Promised X, delivered Y — and Ford's electric business is still delivering losses. Ford's Q1 2026 Form 10-Q reports its Model e segment with revenue of $1,242 million and an EBIT loss of $849 million, an EBIT margin of -68.4%. A year earlier the segment ran a -63.1% margin, so the loss rate as a share of revenue actually widened, not narrowed, in this comparison.

Ford's segment structure is what makes this readable. Unlike automakers that bury EV economics inside a blended automotive line, Ford reports Model e (electric), Ford Blue (combustion), and Ford Pro (commercial) separately.

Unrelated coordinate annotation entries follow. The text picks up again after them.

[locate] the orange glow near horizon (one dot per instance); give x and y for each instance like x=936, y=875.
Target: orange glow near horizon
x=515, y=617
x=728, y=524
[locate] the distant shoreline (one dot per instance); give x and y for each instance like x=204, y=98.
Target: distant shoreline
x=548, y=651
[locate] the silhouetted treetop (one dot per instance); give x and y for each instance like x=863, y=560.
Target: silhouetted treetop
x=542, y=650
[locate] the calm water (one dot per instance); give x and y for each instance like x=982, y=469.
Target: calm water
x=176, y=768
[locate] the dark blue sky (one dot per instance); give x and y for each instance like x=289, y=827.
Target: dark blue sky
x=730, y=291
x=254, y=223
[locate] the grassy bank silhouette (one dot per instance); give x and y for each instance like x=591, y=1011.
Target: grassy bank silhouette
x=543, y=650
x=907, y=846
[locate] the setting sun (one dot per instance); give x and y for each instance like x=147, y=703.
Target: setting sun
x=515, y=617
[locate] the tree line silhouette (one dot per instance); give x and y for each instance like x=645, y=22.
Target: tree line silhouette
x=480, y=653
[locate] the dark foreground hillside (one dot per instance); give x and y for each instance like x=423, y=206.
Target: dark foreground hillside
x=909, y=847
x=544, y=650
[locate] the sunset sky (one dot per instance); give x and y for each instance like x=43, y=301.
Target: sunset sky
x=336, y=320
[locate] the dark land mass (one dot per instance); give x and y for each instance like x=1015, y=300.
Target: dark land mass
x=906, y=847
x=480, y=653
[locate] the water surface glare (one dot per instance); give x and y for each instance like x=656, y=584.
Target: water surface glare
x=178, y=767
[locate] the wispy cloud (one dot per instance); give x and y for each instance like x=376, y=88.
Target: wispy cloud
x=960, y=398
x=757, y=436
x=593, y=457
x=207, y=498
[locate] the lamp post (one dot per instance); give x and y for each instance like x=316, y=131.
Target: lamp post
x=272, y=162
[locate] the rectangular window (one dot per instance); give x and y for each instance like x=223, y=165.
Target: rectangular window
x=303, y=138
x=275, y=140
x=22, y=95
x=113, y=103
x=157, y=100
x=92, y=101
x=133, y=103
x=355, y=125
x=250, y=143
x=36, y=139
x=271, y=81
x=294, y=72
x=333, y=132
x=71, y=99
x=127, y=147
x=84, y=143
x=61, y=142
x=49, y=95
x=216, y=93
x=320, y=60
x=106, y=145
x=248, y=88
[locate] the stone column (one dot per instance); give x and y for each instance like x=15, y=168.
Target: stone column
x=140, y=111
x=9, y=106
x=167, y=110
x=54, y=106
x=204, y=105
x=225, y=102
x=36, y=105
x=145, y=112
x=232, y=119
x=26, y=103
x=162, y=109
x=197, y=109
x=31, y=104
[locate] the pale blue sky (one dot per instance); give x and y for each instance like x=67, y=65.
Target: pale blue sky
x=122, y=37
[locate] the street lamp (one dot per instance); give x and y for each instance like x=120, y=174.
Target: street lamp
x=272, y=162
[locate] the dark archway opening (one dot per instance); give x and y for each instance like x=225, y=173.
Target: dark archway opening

That choice means an analyst can see the EV segment's revenue and EBIT in isolation, and the isolation is unflattering: roughly $0.68 of EBIT loss for every $1.00 of Model e revenue this quarter.

The interesting number is buried, as ever. A -68.4% EBIT margin on a small revenue base is a business still paying for capacity and engineering ahead of volume. The forward question a markets desk should track is the trajectory of the loss in dollars and as a margin, quarter over quarter — and whether Ford continues to fund the segment at this rate or pulls back, as several peers have signaled.

Context from the annual filing sharpens it: Ford's FY2025 10-K notes a Corporate Other EBIT loss of $838 million for the year, a separate line, which underscores that Model e is not the only drag a reader has to net against the profitable Blue and Pro segments. Reading Ford means reading the segments against each other, not the consolidated total alone.

The Model e revenue and EBIT figures sit in Ford's Q1 2026 10-Q segment tables, with the annual context in the 10-K, both surfaced via EdgarBeast. For an earnings desk, -68.4% is the entry that defines Ford's EV quarter.